8. As observed earlier, this Court is of the view that the second agreement makes it abundantly clear that second agreement is a continuation of the first agreement, notwithstanding the fact that Ashoke Kumar Jain is not a party in the second agreement and the areas covered under the second agreement are partly reduced from the original agreement. There has been no change as to the identity of the properties covered excepting minor reduction in the area under the agreement. Ashoke Kumar Jain did not raise any dispute that the amount deposited under the first agreement shall not be treated as a consideration amount in the second agreement. In my view, having regard to the true nature, scope and purport of the two agreements, the second agreement is a continuation of the first agreement and the second agreement is liable to duty as conveyance. Accordingly, in so far as the order directing the plaintiffs to pay penalty and other charges in respect of the first agreement dated 4th December, 2000 is concerned, the same is set aside.
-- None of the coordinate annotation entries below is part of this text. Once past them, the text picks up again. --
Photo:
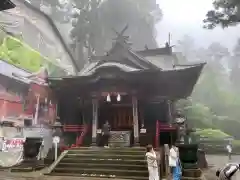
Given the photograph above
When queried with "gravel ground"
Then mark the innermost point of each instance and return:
(218, 161)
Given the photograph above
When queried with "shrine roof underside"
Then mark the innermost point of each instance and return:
(172, 84)
(152, 71)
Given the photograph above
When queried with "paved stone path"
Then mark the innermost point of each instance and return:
(214, 161)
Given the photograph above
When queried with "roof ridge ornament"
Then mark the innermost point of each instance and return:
(120, 36)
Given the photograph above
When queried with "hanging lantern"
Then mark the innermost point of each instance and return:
(118, 97)
(108, 98)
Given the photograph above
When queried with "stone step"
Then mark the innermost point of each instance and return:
(105, 151)
(100, 176)
(111, 148)
(105, 165)
(110, 156)
(107, 172)
(190, 178)
(102, 161)
(192, 173)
The second agreement would attract the fixed duty of one rupee as prescribed u/s 4 of the said Act. It is also not disputed that stamp duty is chargeable on the said agreement.
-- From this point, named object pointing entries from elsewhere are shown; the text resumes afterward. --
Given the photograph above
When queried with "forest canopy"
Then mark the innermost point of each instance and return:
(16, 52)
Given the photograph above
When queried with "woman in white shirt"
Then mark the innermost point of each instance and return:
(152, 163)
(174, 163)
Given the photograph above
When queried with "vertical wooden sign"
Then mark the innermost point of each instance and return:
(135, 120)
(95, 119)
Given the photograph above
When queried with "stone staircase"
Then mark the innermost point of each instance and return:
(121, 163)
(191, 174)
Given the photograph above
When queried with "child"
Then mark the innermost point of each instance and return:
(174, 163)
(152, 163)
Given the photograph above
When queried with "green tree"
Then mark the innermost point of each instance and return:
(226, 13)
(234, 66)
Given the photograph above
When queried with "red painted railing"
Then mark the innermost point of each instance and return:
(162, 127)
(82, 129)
9. The question is whether the penalty of 10 times is harsh under the facts and circumstances of the case. It appears that in an earlier proceeding, a Division Bench of this Court in considering an appeal preferred by the respondent No. 3 observed that the plaintiffs have been able to establish a prima facie case against the defendant Nos. 1 and 2 and, ultimately, the plaintiff at the time of trial, if could establish that defendant No. 2 had purchased the said property with knowledge of the prior agreement in such a case the plaintiff would be entitled to get a decree for specific performance of the contract passed an order of status quo upon the plaintiffs'' depositing a sum of Rs. 25,00,000/- in order to show their bona fide as also to protect interest of the defendant No. 3 in the event the suit fails. The said amount, however, was not deposited. Where it appears from the circumstances that the failure to pay the stamp duty during execution of the instrument was due to an honest and bona fide belief that they do not require to be stamped and not due to any fraudulent intent to defraud the Government, ten times the duty would be excessive and deems to be reduced. The petitioner has failed to prove bona fide and in any event it cannot be doubted that the said agreement attracts payment of stamp duty in terms of the provisions of the Stamp Act (West Bengal Amendment). In view thereof, the penalty of ten times not interfered with and the petitioner shall pay the same as directed by the trial court. The order of the trial Judge in relation to the money receipts is upheld. The order of the trial Judge in relation to the agreement dated 26th May, 2002 is accordingly modified. The plaintiffs/petitioners are directed to deposit the said stamp duty and penalty in respect of the agreement dated 26th May, 2002 and money receipt on or before 12th of April, 2013. In the event, this order is not complied with the said documents should be impounded forthwith and the said agreements along with money receipt should not be admitted in evidence.
10. The revisional application succeeds in part. However, there shall be no order as to costs. Urgent xerox certified copy of this judgment, if applied for, be given to the parties on usual undertaking.